Working on moving Linux's mm into lcd's.
I gave up trying to debug the hang. Confirmed the pages for the lcd's
vm are the ones I expect. Turned on red zones. All tests are passing.
Hang happens after insmod/rmmod of the lcd module about 10 - 20 times, it
varies. Sometimes one core just silently dies / doesn't even respond to
an NMI. Sometimes the ethernet driver complains (this could be an
unrelated bug that was fixed upstream).
Few things in this commit:
Updated documentation in Documentation/lcd-domains/.
Baby version of lib kernel, inside arch/x86/lcd-domains/liblcd.c.
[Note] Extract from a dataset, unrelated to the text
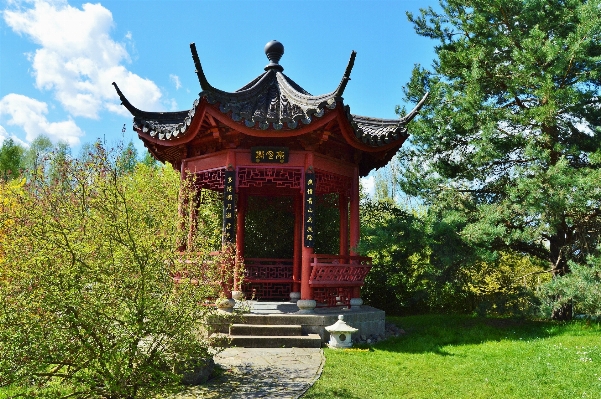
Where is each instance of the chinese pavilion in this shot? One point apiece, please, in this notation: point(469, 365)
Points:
point(273, 138)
Unfortunately due to the recursive make, this needs to be textually
included inside the modules destined for lcd's, for now.
Added new test modules and modified directory structure and
build system. See documentation in Documentation/lcd-domains.
A few tweaks to the nmi handler to print a backtrace. May remove that in
the future, as it's probably not safe to do inside an nmi handler (but if
we're in that error state, we might be desperate to know what's happening ...).
Changed interrupt handling in arch-dependent code. The KVM code we were using
is probably wrong for 64-bit - it doesn't properly switch stacks, etc., which
is super important for 64-bit and may be impossible to emulate in
software. I think this could be stale code inside KVM, but not sure. Dune
doesn't use it. KVM doesn't ack external interrutps on vm exit, so I think
this interrupt emulation code is always skipped (at least for non-nested
Instead, we're not ack'ing interrupts on exit, and letting the native code
do the right thing, like Dune.
I was thinking this might be the source of the bad hang (stack
overflow, e.g.), but not true.
Resolved-by: Vikram Narayanan <firstname.lastname@example.org>